Tidak Ada Keterlibatan Terdakwa Dalam Pengurusan Pengadaan Barang dan Jasa PT Telkom Indonesia (Persero)
“Bahwa dalam Replik JPU yang menyatakan keterlibatan terdakwa dalam Pengurusan Proyek Telkom dengan mendalilkan keterangan dari beberapa saksi sangatlah tidak beralasan dan harus dikesampingkan, karena JPU hanya mengutip keterangan para saksi secara sepotong-potong demi keuntungan JPU dalam membantah apa yang sudah terungkap dipersidangan,” ujar Kaligis.
Dijelaskannya, sebagaimana fakta yang terungkap dipersidangan, terdakwa sudah mengundurkan diri sejak tahun 2017 dan tidak punya kedudukan maupun kewenangan untuk mewakili atau membuat kebijakan terhadap PT Quartee Technologies. Tidak ada keikutsertaan terdakwa terhadap proyek Telkom tersebut, namun Sdr. Moch. Rizal Otoluwa sebagai Direktur Utama, yang mewakili dan bertindak atas nama PT Quartee Technologies, serta saksi Padmasari Metta yang aktif berkomunikasi dan mengurus dokumen-dokumen proyek tersebut.
Saksi Iwan Setiawan, saksi Oki Mulyades Suhartono, dan saksi Rinaldo dalam pendapat yang sama, menyatakan “Bahwa saksi menyampaikan tidak ada tandatangan Heddy Kandou dalam kontrak berlangganan tersebut”.
“Bahwa telah jelas dan terang kesaksian Para Saksi yang terungkap dipersidangan telah menyebutkan terdakwa tidak pernah menandatangani kontrak perjanjian antara PT Quartee Technologies dengan PT. Telkom Indonesia (Persero), Tbk,” beber Kaligis.
Bahwa terdakwa tidak pernah memberikan arahan terhadap Sdri. Padmasari Metta terkait proyek pengadaan barang dan jasa PT. Telkom Indonesia (Persero), Tbk. tersebut. Adapun komunikasi antara terdakwa dengan Sdri. Padmasari Metta membahas mengenai serah terima pekerjaan sehubungan adanya perubahan Direksi.

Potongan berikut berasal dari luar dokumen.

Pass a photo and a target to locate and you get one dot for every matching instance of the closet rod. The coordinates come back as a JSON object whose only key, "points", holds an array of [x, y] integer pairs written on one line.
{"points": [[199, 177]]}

Padmasari Metta Yang Aktif Dalam Pengurusan Pengadaan Barang dan Jasa Antara PT. Quartee Technologies dengan PT. Telkom Indonesia
“Yang berperan aktif dalam pengurusan pengadaan barang dan jasa serta penandatanganan dokumen-dokumen BAST (Berita Acara Serah Terima) adalah Padmasari Metta. Penuntut Umum seolah-olah mengabaikan fakta yang terungkap di persidangan,” ujar Kaligis.
Saksi Moh. Rizal Otoluwa dibawah sumpah di muka persidangan yang intinya menerangkan :
“Padmasari Metta pada bulan Januari 2018 sebagai Direktur, aktif sebagai Direktur sejak 2017. Padmasari bertindak sebagai PIC PT Quartee Technologies, di mana Semua pembahasan terkait kontrak dan lainnya antara PT. Quartee Technologies dengan PT Telkom adalah dilakukan oleh Padmasari Metta”
Saksi Syelina Yahya dibawah sumpah di muka persidangan yang intinya menerangkan
Saksi diperintahkan oleh Saksi Padmasari Metta untuk melakukan komunikasi dan memenuhi permintaan data yang diminta oleh PT PINS, PT Telkom Telstra dan PT Infomedia Nusantara berdasarkan petunjuk dari Saksi Padmasari Metta.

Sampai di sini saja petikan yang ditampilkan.